Культура Zero. Очерки русской жизни и европейской сцены - страница 8
Алкесту играет изумительная польская актриса Магдалена Целецка. Нервная, мятущаяся, неотразимо хрупкая, она кажется единственным живым человеком посреди новоявленных Орестов и Агамемнонов. Во второй части та же Магдалена Целецка сыграет польскую женщину Аполлонию, укрывавшую евреев и погибшую по навету еврейки. Только тогда многочисленные концы этой путаной истории начинают, наконец-то, связываться воедино – и проступает стройный и мощный замысел режиссера. Неслучайно холокост рифмуется у него не с мифом об избиении младенцев – где в роли младенцев весь еврейский народ, а в роли воинов Ирода нацистские преступники, – а с античными мифами, и прежде всего с «Орестеей». Варликовский явно пытается доказать, что понятие «жертва» даже при таком, казалось бы, безусловном раскладе сил все равно относительно. Ибо любая из жертв может вдруг оказаться виновником чьей-то смерти: Агамемнон убивает Ифигению, Клитемнестра – Агамемнона, Орест – Клитемнестру. А вот самопожертвование безотносительно. Оно не имеет срока давности. Оно не зависит от смены угла зрения. Оно действительно на все времена. Жертвой может стать каждый. Алкестой или Аполлонией – единицы. Но не на воинственном духе Агамемнона, не на мстительных действиях Клитемнестры или Ореста, не на обвинении в адрес палачей – а только на готовности спасти другого, отправившись в царство Аида, держится мир.

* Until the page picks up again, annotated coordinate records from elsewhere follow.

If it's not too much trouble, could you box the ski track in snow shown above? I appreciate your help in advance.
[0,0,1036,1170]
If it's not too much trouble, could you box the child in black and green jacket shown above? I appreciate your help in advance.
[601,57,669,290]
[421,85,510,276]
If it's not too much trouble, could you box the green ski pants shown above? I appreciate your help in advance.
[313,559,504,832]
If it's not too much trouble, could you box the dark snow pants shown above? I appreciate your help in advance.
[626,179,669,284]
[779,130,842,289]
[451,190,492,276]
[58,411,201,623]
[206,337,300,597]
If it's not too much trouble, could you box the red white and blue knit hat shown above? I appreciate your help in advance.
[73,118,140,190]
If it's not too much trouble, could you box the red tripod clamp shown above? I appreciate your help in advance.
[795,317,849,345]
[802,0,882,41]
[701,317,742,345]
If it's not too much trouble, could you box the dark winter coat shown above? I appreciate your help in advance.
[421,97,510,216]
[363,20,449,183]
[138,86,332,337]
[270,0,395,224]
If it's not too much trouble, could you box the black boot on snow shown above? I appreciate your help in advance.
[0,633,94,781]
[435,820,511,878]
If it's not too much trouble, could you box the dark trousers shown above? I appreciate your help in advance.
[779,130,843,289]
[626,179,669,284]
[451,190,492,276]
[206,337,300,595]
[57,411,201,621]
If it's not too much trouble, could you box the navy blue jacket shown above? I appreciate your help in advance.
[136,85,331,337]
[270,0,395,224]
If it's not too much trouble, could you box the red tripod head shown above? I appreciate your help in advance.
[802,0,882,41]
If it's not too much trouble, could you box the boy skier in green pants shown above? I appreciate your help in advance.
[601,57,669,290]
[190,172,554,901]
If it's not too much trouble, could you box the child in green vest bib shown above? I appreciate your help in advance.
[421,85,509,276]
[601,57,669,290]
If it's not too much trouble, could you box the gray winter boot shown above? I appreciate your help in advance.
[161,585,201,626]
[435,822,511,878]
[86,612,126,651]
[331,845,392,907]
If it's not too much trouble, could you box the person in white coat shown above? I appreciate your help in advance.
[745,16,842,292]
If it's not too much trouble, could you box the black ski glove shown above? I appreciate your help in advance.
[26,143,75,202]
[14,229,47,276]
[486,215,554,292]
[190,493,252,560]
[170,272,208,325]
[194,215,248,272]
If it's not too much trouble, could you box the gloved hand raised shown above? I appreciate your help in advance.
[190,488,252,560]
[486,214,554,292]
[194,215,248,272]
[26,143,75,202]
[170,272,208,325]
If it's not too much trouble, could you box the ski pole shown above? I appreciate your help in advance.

Никакой бытовой и даже государственный антисемитизм не помешал польской культуре осмыслить одно из самых важных и трагических событий XX века. Понять, что Катастрофа была катастрофой не только для евреев, но для всех европейцев. Разглядеть за всем этим макабром непостижимую прежде диалектику расчеловечивания и, наоборот, вочеловечивания людей. Ибо при всех ужасах войны эта гекатомба была воспринята интеллектуалами Польши и всей Европы как чудовищное исключение из правила, генетический сбой во всей европейской цивилизации. Кровавые войны случались и прежде – такой грандиозной бойни, где целая нация была бы приравнена к биологической массе, которую можно не просто уничтожить, но и с пользой оприходовать, – никогда.
Для нас Катастрофа осталась в ряду других катастроф. Их и впрямь было так много, что они сливаются в российском сознании одна с другой. Мясорубка в России XX века стала чем-то привычным. Жизнь людей в лагере – чуть ли не нормой (через них ведь прошла едва ли не треть населения). Переселение народов – будничным событием.
Точно так же, к слову сказать, прошла мимо нашего исторического сознания еще одна мясорубка, правда, совершенно иного рода – Первая мировая война. Сколько памятников, посвященных этой войне, можно увидеть в Европе (во Франции они встречаются чуть ли не в каждом рыбацком поселке, и в местной церкви вы наверняка увидите поминальный список погибших на полях брани)! Сколько произведений искусства пыталось осмыслить случившееся! В российском же национальном сознании Первая мировая фактически стала чем-то вроде прелюдии к октябрьскому мятежу, к внутренним междоусобицам, коллективизации и продразверсткам, строительству коммунизма и ГУЛАГа на одной шестой части суши. Воистину «кровавое колесо», которому совершенно все равно, по кому прокатиться. Тут миллион погибших, там миллион умученных, всех, право, не пересчитать…
Ханна Арендт в связи с нацистскими преступниками некогда ввела в обиход понятие «обыденность зла» (или «банальность зла»), лишив это самое зло привычного инфернального оттенка. Я бы ввела применительно к истории России XX века еще одно: обыденность катастрофы. Не антисемитизм, а именно эта будничность жестокости, привычность к расчеловечеванию людей, судя по всему, и стала причиной того, что тема холокоста в нашем театре и кино фактически не была открыта. Удивительная глухота к этой теме безусловно и наглядно отличает нас от Европы. У нас с ней в XX веке во многом общая история, но все же разные жизнь и судьба.
Франц Кафка: человек и закон
21/06/2013
Вряд ли что-либо из событий 2013 года произвело на меня более удручающее впечатление, чем хилая, вялая – да попросту никакая – реакция россиян на лихое законотворчество Госдумы.